Unfortunately, I am not the only one… my colleagues are just as exhausted, concerned, and frustrated with the new schedule and expectations in my county. Instead of decreasing our workload and providing more planning with the changes our county made to improve working conditions, we are feeling squeezed more than ever. The hope that we had for the new year has quickly faded… we face another year of struggles.
Or do we? Do we have to give up so much of ourselves and our time? Must we feel there is no hope in a very demanding year?
After much reflection and a conversation with a good friend and colleague, I am left considering… “Are we investing too much into the system and allowing ourselves to be distracted from the real meaning of teaching?” Or even worse… are we being taken advantage of because like most students, we do what we are told because: 1) We want to do or best! 2) We are hard workers, dedicated to learning 3) We are responsible!
It is easy to lose hope when you feel like no one understands. It is easy to lose hope when you feel you are not heard. However, when you speak up. When you advocate for yourself AND your students, you begin to feel hopeful again. You start to feel connected and understood and slowly you change a system that seems impossible to change!
It may be easier said than done, but here are some ideas for taking charge and finding a better balance between your school and home life.. First breathe and take time for yourself. Chase butterflies, sleep in, go for a run, spend time with family and friends,, whatever it takes for you to feel like you- do it and don’t feel guilty about it!
Next, reflect and try to pinpoint what is really standing in your way from having a successful year. Once you have identified the barrier, consider how you can change, modify, or work around the barrier. What would your ideal classroom, school, or even school system look like. Consider what needs to take place to make that a reality.

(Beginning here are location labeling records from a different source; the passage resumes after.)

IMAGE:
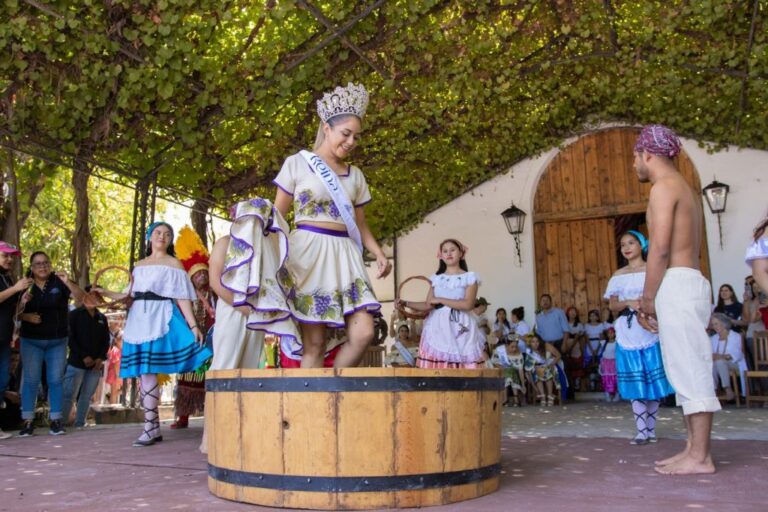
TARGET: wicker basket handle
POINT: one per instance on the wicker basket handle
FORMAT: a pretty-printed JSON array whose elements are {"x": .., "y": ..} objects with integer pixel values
[{"x": 413, "y": 314}]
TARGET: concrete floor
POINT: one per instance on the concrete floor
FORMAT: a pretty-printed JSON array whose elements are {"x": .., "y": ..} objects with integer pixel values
[{"x": 576, "y": 456}]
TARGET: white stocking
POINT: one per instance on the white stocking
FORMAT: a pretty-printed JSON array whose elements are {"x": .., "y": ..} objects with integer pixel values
[
  {"x": 652, "y": 406},
  {"x": 640, "y": 410},
  {"x": 150, "y": 398}
]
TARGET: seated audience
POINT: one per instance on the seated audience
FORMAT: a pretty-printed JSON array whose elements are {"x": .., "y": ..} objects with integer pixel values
[{"x": 726, "y": 354}]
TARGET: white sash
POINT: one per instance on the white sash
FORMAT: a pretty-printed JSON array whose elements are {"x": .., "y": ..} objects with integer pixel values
[{"x": 338, "y": 194}]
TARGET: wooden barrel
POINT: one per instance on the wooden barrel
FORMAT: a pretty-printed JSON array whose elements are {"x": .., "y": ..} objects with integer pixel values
[{"x": 353, "y": 438}]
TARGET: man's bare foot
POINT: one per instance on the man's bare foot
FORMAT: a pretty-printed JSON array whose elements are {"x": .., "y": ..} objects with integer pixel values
[
  {"x": 688, "y": 466},
  {"x": 671, "y": 460}
]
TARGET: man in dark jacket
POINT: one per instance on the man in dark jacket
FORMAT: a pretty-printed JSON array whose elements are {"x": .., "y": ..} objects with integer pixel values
[{"x": 88, "y": 346}]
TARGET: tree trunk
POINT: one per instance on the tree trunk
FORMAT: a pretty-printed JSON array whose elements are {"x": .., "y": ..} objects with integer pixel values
[
  {"x": 198, "y": 216},
  {"x": 10, "y": 207},
  {"x": 82, "y": 241},
  {"x": 10, "y": 219}
]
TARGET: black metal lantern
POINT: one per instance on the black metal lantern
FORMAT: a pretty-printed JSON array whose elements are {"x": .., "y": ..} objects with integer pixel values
[
  {"x": 514, "y": 218},
  {"x": 716, "y": 194}
]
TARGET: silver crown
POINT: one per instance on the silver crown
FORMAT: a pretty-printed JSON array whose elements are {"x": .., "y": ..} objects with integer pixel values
[{"x": 352, "y": 99}]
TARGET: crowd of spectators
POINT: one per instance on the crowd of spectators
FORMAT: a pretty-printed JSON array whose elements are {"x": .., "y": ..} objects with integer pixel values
[{"x": 53, "y": 347}]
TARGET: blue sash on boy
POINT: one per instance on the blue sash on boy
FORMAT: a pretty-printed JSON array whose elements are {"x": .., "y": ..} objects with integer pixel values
[{"x": 338, "y": 194}]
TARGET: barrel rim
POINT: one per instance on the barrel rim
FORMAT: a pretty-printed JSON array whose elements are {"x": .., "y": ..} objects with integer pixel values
[
  {"x": 350, "y": 484},
  {"x": 352, "y": 384}
]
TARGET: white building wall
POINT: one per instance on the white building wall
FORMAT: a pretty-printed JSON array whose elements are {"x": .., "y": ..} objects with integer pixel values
[{"x": 474, "y": 219}]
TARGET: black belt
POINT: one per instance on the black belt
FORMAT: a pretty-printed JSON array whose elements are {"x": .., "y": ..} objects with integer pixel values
[
  {"x": 629, "y": 313},
  {"x": 149, "y": 296}
]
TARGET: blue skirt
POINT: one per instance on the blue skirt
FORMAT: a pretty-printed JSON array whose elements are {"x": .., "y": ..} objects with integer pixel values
[
  {"x": 641, "y": 374},
  {"x": 176, "y": 352}
]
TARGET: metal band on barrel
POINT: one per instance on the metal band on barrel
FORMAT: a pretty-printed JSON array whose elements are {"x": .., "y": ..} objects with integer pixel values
[
  {"x": 357, "y": 384},
  {"x": 352, "y": 483}
]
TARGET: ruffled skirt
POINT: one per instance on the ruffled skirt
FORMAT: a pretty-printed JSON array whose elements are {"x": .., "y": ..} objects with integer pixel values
[
  {"x": 330, "y": 280},
  {"x": 175, "y": 352},
  {"x": 451, "y": 339},
  {"x": 641, "y": 374}
]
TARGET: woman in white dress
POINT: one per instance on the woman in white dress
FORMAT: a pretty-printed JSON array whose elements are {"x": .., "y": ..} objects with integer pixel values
[
  {"x": 639, "y": 367},
  {"x": 450, "y": 337},
  {"x": 161, "y": 334},
  {"x": 330, "y": 287}
]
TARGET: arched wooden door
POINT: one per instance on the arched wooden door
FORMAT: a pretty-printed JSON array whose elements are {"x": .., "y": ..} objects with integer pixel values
[{"x": 584, "y": 191}]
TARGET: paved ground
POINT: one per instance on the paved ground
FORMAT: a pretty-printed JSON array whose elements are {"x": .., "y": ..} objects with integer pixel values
[{"x": 575, "y": 456}]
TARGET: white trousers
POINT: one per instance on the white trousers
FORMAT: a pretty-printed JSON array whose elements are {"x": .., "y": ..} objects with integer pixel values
[
  {"x": 234, "y": 345},
  {"x": 683, "y": 310}
]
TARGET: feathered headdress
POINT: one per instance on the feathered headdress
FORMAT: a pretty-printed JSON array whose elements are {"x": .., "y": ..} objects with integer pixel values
[{"x": 191, "y": 251}]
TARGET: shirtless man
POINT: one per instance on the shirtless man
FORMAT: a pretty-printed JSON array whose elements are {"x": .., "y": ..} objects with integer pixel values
[{"x": 677, "y": 296}]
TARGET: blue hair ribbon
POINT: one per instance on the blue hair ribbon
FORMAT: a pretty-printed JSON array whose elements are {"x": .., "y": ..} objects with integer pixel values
[
  {"x": 640, "y": 238},
  {"x": 154, "y": 225}
]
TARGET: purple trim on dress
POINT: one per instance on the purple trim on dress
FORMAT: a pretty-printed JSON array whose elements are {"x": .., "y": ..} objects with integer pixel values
[
  {"x": 254, "y": 290},
  {"x": 281, "y": 188},
  {"x": 323, "y": 231}
]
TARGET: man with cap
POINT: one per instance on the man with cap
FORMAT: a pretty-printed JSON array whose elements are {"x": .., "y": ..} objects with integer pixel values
[
  {"x": 10, "y": 293},
  {"x": 676, "y": 297}
]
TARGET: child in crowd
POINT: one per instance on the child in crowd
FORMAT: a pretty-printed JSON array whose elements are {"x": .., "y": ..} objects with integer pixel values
[
  {"x": 450, "y": 337},
  {"x": 501, "y": 326},
  {"x": 114, "y": 355},
  {"x": 574, "y": 352},
  {"x": 544, "y": 361},
  {"x": 509, "y": 357},
  {"x": 607, "y": 357}
]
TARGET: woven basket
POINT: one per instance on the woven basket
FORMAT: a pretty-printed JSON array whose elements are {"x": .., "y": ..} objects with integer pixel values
[
  {"x": 96, "y": 300},
  {"x": 416, "y": 315}
]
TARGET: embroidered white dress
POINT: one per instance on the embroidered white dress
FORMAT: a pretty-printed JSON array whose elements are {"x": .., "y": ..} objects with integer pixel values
[
  {"x": 451, "y": 338},
  {"x": 639, "y": 365},
  {"x": 329, "y": 277}
]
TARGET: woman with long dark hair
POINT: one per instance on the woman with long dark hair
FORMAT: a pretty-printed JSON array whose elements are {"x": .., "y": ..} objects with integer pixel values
[
  {"x": 450, "y": 337},
  {"x": 729, "y": 305},
  {"x": 331, "y": 288}
]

Advocate. Advocate. Advocate. Yes… the third thing is to stand up, speak up, and share your story with your colleagues, your admin, your school board member, your board of supervisor and even your state and national legislators. As soon as you start to tell your story from the trenches it makes the issues humanized. It is hard for people to turn away when an educator is candid about the real struggles and concerns for our students.
We know that an educator’s working conditions are a student’s learning environment. You and I… we have the power to change our profession. We have the power to change the learning environment for students. We can let go of some things that don’t matter to student learning and make space for time to advocate for ourselves and students. When we advocate and lead, there is no room for hopelessness. Students remember how we made them feel. They remember our passion for learning and the example we set for leading. We must stand up and make our voices heard so that we empower ourselves and each other in order for positive change to happen. Change isn’t a bad thing, unless you have had no voice in it. Are you ready to lead the change?